The Lord Chief Justice dwelt chiefly on the affinity between

Horace and Arnold,—an affinity which the present writer finds it hard to recognise,—but he dwelt truly enough on the singular combination of great qualities in Matthew Arnold's mind :—" Thackeray may have written more pungent social satire, Tennyson may be a greater poet, John Morley may be a greater critical biographer, Cardinal Newman may have a more splendid style, Lightfoot or Ellicott or Jowett may be greater ecclesiastical scholars and have done more for the interpretation of St. Paul.

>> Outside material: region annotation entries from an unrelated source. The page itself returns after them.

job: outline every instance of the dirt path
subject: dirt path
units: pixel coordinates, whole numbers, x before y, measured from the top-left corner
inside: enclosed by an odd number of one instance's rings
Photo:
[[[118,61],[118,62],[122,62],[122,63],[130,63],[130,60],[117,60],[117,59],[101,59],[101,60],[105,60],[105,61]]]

But for a union of the satirist, the poet, the delineator of character, the wielder of an admirable style, the striver after the eternal truths of Scripture and re- ligion, he is, in my judgment, not only first, but he is unique." We should hardly take exception to the remark that Matthew Arnold was " a striver after the eternal truths of Scripture," but we should certainly deny that the strife was successful, for he proved that either Scripture did not mean what it said, or that what it meant was a mere anthropomorphic dream, which can only be rendered useful to man after it has been rifled of all its most effective and impressive thoughts, and when all its most passionate prayers have been explained away. But all the other great qualities enumerated by Lord Coleridge were certainly his, and they present a very remarkable com- bination of lofty powers. In irony he was as great as he was kindly. In criticism he never failed to fix on some telling and true feature of his subject ; but it was in poetry that he was really unique. No other poet has ever combined so lucid and single an intellectual vision with so mellow an atmosphere of feeling, and so happy a buoyancy of heart.